Jimmy DeLoach, father of Abbie DeLoach, was visibly emotional as he struggled to speak through tears. He talked about the horrors of being present during depositions, and the “depth of pain …of being a parent” who loses a child.

“Negligent? Absolutely. Should they be held accountable? Absolutely,” he said of Total Transportation and its affiliate companies. But the money from the settlements does not compensate for the loss, he said, saying the amounts compare to “pennies per breath.”

Tearfully, he said “I would trade my heart and soul for just one more ‘Dad, I love you;’ ‘Dad, I’ll be home in a few hours;’ ‘Dad, I miss you.’ What is the value of that?”

Kathy Clark, mother of Emily Clark, was equally emotional as she spoke to a crowd of GSU nursing students, friends and university officials.

“Nothing anybody can say or admit to will bring back our daughter,” she said, referring to Johnson’s and Total Transportation’s admission of guilt in the cases. “I know Emily would have made a wonderful nurse. She had a passion and we were so proud of her. We want justice for or girls; we know this never should have happened. Every day… I can’t tell you the pain we suffer every day.”

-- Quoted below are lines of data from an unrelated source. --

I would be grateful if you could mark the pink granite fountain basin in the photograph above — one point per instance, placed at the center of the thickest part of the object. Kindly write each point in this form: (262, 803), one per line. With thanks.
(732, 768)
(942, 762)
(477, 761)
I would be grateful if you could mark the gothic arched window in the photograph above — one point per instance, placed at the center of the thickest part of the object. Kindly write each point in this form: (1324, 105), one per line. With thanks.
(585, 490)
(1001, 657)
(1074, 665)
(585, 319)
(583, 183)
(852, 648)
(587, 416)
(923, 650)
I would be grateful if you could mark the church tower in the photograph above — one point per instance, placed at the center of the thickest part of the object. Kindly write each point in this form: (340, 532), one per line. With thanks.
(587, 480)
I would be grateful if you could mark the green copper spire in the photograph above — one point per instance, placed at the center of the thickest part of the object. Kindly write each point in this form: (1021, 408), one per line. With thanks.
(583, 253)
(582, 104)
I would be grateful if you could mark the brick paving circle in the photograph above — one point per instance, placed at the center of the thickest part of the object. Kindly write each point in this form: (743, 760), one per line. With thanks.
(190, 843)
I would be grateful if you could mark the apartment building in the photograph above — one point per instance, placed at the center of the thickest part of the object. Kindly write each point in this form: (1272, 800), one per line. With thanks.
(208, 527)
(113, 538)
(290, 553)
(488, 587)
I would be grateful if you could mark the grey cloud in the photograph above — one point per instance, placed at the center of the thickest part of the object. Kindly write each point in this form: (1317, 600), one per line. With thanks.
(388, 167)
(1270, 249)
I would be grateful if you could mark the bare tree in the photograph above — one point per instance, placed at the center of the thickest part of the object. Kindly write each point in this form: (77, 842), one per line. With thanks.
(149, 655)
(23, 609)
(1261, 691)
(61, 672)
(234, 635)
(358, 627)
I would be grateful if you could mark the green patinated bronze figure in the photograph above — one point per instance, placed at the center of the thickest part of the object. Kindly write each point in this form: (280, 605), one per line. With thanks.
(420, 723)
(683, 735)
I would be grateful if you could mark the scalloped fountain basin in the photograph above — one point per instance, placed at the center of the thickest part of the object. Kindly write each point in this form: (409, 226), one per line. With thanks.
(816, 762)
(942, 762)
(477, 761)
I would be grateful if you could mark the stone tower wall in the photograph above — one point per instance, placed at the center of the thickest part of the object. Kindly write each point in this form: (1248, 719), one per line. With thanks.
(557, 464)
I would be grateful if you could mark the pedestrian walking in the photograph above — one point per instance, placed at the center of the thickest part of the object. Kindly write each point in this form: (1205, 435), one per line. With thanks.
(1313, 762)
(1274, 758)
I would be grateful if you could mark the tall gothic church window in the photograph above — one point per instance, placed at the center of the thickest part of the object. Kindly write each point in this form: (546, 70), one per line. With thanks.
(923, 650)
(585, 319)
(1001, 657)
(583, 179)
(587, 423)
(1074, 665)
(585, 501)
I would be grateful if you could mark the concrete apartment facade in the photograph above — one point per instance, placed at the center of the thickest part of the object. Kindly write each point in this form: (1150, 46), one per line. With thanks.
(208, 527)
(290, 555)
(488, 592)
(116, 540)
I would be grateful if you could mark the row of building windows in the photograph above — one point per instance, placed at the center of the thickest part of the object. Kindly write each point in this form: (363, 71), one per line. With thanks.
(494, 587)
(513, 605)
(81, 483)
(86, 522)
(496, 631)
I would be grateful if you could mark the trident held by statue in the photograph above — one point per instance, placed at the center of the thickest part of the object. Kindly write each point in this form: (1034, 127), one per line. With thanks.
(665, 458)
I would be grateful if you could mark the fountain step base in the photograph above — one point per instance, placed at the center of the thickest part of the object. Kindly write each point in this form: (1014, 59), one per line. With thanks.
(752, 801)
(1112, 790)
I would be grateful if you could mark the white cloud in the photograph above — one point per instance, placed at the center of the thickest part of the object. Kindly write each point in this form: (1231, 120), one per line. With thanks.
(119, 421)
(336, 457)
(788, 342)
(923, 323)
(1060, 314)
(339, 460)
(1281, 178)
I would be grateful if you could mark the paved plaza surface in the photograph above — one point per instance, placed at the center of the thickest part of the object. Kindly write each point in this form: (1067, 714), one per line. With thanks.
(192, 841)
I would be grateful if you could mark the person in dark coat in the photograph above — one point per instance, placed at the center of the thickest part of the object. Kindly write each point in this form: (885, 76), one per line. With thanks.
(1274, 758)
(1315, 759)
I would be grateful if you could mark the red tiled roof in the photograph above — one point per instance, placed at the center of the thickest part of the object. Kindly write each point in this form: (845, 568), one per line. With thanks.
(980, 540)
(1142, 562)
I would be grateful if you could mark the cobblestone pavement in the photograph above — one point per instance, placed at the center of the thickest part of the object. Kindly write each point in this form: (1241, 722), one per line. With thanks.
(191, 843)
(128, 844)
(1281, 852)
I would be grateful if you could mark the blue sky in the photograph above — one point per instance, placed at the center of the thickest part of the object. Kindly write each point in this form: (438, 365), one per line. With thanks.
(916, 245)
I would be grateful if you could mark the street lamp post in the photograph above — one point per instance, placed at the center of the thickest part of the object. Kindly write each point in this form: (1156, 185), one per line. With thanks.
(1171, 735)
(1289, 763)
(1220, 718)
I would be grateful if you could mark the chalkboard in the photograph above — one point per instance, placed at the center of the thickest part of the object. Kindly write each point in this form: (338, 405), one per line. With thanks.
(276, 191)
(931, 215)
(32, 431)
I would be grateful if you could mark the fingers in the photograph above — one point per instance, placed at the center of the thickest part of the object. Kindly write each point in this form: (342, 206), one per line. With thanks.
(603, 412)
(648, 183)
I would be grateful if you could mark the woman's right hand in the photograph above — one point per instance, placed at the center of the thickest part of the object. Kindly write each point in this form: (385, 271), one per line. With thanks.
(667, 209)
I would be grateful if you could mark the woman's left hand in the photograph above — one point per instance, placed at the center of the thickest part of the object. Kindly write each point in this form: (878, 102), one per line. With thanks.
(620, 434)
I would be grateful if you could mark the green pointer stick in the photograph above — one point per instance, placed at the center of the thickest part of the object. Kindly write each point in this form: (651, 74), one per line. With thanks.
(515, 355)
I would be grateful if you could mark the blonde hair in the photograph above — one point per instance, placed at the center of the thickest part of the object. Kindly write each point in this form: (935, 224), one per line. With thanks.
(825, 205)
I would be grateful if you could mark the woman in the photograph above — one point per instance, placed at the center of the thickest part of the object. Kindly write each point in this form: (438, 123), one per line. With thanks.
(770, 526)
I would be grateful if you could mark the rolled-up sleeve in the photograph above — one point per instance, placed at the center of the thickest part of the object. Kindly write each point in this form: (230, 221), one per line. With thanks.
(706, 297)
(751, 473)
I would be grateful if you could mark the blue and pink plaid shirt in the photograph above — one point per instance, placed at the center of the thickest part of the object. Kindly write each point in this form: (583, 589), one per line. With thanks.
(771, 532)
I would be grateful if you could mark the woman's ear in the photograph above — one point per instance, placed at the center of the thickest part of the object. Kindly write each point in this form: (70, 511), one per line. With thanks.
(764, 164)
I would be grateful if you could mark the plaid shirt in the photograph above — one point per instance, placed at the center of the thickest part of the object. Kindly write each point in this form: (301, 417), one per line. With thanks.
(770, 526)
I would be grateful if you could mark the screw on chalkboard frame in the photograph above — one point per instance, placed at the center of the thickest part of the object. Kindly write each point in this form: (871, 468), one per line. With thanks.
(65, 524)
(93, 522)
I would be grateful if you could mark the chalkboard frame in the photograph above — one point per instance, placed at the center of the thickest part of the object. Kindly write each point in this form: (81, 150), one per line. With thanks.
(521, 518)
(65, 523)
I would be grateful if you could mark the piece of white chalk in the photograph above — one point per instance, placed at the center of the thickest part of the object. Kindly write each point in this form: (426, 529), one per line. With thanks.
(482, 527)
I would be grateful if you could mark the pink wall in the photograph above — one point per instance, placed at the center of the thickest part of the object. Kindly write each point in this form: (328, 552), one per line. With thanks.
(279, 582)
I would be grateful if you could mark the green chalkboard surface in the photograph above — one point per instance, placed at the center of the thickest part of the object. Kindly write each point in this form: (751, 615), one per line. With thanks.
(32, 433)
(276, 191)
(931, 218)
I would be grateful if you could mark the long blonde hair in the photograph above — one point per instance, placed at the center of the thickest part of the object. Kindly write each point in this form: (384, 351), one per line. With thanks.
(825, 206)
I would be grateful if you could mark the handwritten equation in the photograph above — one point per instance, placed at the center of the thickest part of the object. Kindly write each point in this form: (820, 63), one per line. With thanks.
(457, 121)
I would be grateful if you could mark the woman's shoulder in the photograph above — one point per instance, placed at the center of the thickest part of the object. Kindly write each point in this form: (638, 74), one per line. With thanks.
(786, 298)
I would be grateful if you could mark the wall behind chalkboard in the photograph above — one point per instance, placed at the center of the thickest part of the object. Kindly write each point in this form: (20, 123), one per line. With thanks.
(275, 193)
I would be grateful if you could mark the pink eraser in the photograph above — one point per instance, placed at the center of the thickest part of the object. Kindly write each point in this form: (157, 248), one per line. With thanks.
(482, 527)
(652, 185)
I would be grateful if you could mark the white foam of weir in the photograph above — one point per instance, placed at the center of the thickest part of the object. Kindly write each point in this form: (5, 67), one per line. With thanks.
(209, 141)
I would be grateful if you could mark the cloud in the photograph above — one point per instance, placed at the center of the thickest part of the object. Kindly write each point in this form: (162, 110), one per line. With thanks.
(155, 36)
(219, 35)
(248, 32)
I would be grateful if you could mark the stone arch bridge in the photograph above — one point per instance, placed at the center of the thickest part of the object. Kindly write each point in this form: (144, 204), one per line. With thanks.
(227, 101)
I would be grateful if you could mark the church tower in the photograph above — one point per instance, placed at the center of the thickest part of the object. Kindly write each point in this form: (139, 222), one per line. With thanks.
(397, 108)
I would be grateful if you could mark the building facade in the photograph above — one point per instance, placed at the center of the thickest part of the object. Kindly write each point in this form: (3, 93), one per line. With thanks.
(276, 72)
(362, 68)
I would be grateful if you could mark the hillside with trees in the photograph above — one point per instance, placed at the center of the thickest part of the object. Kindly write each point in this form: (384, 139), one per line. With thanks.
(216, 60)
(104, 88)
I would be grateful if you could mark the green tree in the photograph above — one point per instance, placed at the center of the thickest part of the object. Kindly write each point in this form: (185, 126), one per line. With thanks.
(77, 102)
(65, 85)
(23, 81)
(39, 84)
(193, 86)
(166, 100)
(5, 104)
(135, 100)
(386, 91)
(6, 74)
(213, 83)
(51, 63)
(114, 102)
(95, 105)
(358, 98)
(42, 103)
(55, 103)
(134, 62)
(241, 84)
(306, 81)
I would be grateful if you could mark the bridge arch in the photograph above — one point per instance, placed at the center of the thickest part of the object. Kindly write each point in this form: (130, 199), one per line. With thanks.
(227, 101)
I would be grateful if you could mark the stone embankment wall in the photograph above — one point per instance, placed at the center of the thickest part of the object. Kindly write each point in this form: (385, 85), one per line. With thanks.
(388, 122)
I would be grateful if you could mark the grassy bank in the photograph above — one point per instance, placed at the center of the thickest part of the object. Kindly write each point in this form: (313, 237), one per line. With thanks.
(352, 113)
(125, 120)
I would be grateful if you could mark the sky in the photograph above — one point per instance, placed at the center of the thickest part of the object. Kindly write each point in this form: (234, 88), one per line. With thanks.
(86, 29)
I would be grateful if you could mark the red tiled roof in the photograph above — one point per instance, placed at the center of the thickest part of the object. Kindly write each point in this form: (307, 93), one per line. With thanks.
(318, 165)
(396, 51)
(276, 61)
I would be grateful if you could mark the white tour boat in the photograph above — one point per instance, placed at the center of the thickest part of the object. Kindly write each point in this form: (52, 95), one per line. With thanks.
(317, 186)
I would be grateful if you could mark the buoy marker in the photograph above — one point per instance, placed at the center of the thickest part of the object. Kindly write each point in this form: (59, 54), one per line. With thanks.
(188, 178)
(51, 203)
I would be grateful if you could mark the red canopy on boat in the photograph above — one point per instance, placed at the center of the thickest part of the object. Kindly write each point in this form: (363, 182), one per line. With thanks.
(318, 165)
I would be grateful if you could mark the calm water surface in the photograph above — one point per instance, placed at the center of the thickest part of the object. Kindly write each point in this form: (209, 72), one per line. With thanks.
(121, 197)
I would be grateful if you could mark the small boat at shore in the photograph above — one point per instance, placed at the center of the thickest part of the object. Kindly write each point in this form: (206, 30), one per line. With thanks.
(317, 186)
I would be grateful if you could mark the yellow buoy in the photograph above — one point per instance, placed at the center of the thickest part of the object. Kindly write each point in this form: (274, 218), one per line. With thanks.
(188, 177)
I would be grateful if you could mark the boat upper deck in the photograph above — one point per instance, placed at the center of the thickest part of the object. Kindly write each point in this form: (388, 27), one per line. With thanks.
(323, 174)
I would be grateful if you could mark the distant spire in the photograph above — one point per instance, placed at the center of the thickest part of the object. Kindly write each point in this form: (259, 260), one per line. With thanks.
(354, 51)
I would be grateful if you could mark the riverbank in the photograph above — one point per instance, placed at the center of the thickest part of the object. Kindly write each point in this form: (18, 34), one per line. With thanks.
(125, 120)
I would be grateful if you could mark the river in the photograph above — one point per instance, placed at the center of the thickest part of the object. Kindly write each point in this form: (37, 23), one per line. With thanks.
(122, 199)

Cheeley said the truck was not equipped with a camera, as all school buses are required to be, and that it also had no sensor to apply brakes when a crash is imminent. He said if school buses are mandated to have cameras, transport trucks should also have that mandate so drivers’ actions can be reviewed.

He said the families of the five students have discussed a desire to donate to medical programs and help students attain nursing degree, but no definite plans or specific schools or programs have been identified as of Thursday.